RNA is not a terrible replicator - it still has the ability to preserve its genes for multiple generations before the first mutation kicks in. Memes cannot be bootstrapped by a weak analogy, because their mutation rate is severe by contrast.
I'm not sure what you mean here, so I'll assume it's a lead-in to your next paragraph.
My point, though, is that neurons don't copy with good accuracy. A single fragment of information (say, the original copy of a sheet of music) may endure, but the copies that come from that one are the first generation, and the copies of those become very Xerox-like in that a copy of a copy quickly degenerates. Try copying out a passage from a book, and then copy out that passage from the copy, and do this several times, and in every generation the spelling mistakes, minor punctuation, and the like will accrue, word substitutions may occur, and people are not above "improving" the text. Now, this feeble Xerox-of-Xerox style copying may have enough juice for the weakest of evolutionary processes, but it does not last multiple generations without change, so how can it fixate in a meme pool?
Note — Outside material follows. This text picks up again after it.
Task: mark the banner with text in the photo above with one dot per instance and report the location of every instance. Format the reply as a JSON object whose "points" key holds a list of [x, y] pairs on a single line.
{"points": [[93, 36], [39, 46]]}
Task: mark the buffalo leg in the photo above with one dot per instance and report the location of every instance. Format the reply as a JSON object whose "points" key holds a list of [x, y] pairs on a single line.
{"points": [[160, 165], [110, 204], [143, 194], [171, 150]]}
I think you minimize the difference and don't realize it. A gene can literally be atom-for-atom exact for hundreds or thousands of generations before the first mutation hits it. If you're going to be so wide with the designation "imperfect", you could call anything an imperfect evolutionary system because everything would have a non-zero mutation rate. Mutation is, when you get down to it, a change of structure or composition.
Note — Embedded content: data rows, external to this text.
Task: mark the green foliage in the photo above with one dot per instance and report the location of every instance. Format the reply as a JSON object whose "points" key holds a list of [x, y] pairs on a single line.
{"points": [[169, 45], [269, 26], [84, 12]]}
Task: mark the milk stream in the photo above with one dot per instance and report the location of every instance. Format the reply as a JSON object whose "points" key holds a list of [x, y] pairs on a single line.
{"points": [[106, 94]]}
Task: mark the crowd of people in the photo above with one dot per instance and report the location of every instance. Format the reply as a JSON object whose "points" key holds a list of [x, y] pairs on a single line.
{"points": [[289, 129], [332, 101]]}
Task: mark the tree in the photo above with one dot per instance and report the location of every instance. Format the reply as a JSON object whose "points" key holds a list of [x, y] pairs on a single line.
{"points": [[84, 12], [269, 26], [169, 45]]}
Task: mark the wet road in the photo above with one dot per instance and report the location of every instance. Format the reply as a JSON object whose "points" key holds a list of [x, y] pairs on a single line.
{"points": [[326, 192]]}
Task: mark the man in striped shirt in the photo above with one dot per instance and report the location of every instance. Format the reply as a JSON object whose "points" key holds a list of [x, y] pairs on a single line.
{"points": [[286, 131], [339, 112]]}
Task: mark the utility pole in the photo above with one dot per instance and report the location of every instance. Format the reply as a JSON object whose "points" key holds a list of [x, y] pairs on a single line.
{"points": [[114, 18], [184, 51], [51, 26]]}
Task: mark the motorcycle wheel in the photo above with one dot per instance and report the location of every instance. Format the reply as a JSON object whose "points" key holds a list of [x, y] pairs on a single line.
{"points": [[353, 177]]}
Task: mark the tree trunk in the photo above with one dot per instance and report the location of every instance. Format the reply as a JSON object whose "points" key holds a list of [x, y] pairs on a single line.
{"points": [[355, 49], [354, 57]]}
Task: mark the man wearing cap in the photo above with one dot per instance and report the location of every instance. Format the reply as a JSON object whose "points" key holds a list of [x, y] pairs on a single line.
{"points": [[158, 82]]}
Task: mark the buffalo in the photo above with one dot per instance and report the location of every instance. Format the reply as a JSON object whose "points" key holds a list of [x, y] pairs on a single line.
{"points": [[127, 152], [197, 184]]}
I talk about the correction mechanism further down this post, but to focus on it for a moment: I already pointed out that two brains trying to replicate an idea or components of an idea between them are more likely to make it less error-prone if they repeatedly go over the idea i.e. have a discussion. The trouble is that the change then works both ways, so the original meme is mutated too. My scepticism comes from the fact that, to compare a meme with a gene, invoking essentials is a sign that the replication system is not up to scratch. Nobody says the essentials of a gene are maintained. A gene passes through literally identical at all points, until it mutates, at which point it is no longer the same gene. It becomes a different one, though that different one will still play the evolution game as its precursor did.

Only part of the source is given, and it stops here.